Когда Вадим Рабинович рассуждал – высокопоэтически, конечно, и очень умно – на похоронах Ивана Тимофеевича в Институте человека о том, откуда взялось такое название института, мне показалось, что нечто важное он все же упустил. Я хотел бы добавить одно соображение. Институты человека есть в других европейских странах, но для России появление такого института было равно переосмыслению всей прежней системы ценностей. Вдруг не ВПШ, не международные отношения, не рабочее движение, а некая в глазах тогдашних партократов абстракция – Институт человека. Что это за проблема человека такая? Откуда? Гораздо важнее для них были другие темы, связанные с политической и иной корыстью. Но почему проблема человека возникает? Это не просто человеческое в человеке. Вспомните эпоху, из которой Фролов вырастал – эпоху полной бесчеловечности. И сама идея человека, каждого, не только героя, признанного страной, – каждого простого человека, который-то и есть ценность, была поворотом в общественном сознании. Вот, собственно, в чем была его борьба с въевшимися в душу установками сталинского режима.

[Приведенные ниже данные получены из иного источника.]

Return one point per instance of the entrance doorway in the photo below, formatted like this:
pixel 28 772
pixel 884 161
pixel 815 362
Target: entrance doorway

Иван Фролов – это резкая антитеза предшествующему режиму – не меньшая, чем Солженицын и Зиновьев. Кстати, именно он, работая у Демичева, сумел поддержать Солженицына. Да, говорили, что он отдает кесарю кесарево. Да, он и вправду ходил в ЦК. Но это было место поселения советских кесарей, которые ожидали услышать определенные ритуальные слова, после чего отпускали на свободную работу, на оброк. Наверно, были у Фролова завистники… Как же, связи, академик, член Политбюро, главный редактор всех важнейших изданий! Впрочем, на то и существует сильный человек, чтоб у его ног копошились всякие «недотыкомки». Но очевидно было, что и поделать с ним ничего нельзя, ибо, как я уже говорил, он нес в себе свой план жизни. И это чувствовалось и вызывало невольное уважение у самых разных людей.
Отличие Фролова от Солженицына и Зиновьева в том, что он, как это называлось тогда, «соблюдал правила игры», для того чтобы постепенно менять эти правила. И, как он полагал, марксизм опасен не для свободы, а скорее, для партноменклатуры. Не случайно некоторые тексты Маркса оставались не опубликованными и запрещенными к цитированию в СССР. Марксистский пафос свободной личности – то, что привлекало Фролова. Разве плохо было бы утвердить в стране эту идею? Но в конце концов, чего требовали правозащитники? Они требовали соблюдения тех законов, которые имеются, они же не выступали за новые законы. Давайте исполнять те законы, которые есть. Именно это и говорил Фролов. В пределах этой системы четким и твердым исполнением тех норм, которые записаны на бумаге, мы можем многое сделать. И он, действительно, многое сделал. Повторю, это была одна из важнейших форм преодоления тоталитаризма и всех его остатков в ментальности интеллигенции.
О его работах по философии науки надо говорить обстоятельно, но это отдельная тема, и я уверен, что о них не раз еще скажут специалисты. Но вот его тексты по общефилософским проблемам, хотя бы те уже упоминавшиеся статьи о духовном наполнении человеческого бытия в аспекте переживания жизни и смерти, безусловно сохраняют свою актуальность, глубину и, если так можно сказать, изящество в раскрытии проблемы. Считаю, что тексты Фролова – одни из интереснейших на эту тему, из тех, что у нас были. Да, строго говоря, до него эта тема в советской философии и не поднималась. И так во многом. Тем, как он руководил журналом, тем, что там печатал, просто своей позицией – широкой и раскованной – Иван Тимофеевич Фролов создавал атмосферу творчества и, если угодно, свободы. Практически создавал. Поле свободы и поле защиты этой свободы. А философия только и возможна в пространстве свободы, в рамках свободы.
Все, кто ни приходил к нам в журнал, говорили: «Ребята, да у вас оазис. У вас дышать можно, у вас говорить можно, у вас думать можно». Ибо здесь тоже работал принцип, с которым Фролов подходил к любому делу. Он отбирал в сотрудники тех, что способны были к самостоятельной оценке и работе, которые могли читать тексты незашоренно. Причем не было в нем даже малейшего признака ксенофобии – в редакции работали и тесно общались люди самых разных национальностей. Пусть без степеней, но свободнее, раскованнее, грамотнее, чем остепененные вузовские профессора, которые забывали, входя в редакцию, о своей важности, ибо здесь вступал в дело реальный критерий ценности текста – его оригинальность, талант, знание и профессионализм автора.